Ryan  Burns, phd, frcgs
May 27, 2014

Digital Humanitarianism Colloquium

This Friday, May 30th, I will be presenting my research at the Department of Geography’s colloquium. It will hopefully be my last research presentation before my defense, so I’m welcoming you all out! See below for the publicity materials and abstract.

The last decade saw humanitarian organizations turning to social media and crowdsourcing technologies to help them with humanitarian and emergency management interventions. These new technologies emerged alongside digital communities, together called "digital humanitarianism." Organizations like the Digital Humanitarian Network, Humanitarian OpenStreetMap Team, and the Standby Task Force have been central in this shift, enabling laypeople to contribute to humanitarian projects from anywhere in the world.
This shift in practices and relationships has been heralded by some digital humanitarians as "revolutionary" and "democratizing," but without evidence of such dramatic changes and without a nuanced understanding of what, precisely, has changed.
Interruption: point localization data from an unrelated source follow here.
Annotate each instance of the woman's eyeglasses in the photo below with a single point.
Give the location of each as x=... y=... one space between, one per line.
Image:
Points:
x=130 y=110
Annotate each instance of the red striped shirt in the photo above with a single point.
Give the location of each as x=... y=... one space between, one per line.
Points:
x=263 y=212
Further, digital humanitarian technologies often come out of the private sector, or otherwise entail private-sector rationalities, raising questions about how the formal sector operates and impacts resource distribution.
In this presentation I argue that digital humanitarianism emerges at the nexus of new spatial technologies, practices, and "philanthro-capitalism." I show that this alters how data are collected and represented in humanitarian contexts, and represents further incursion of private-sector rationalities and language into humanitarianism. In other words, digital humanitarianism entails new struggles around knowledge representations, new inequalities, and a new dimension of public sector privatization.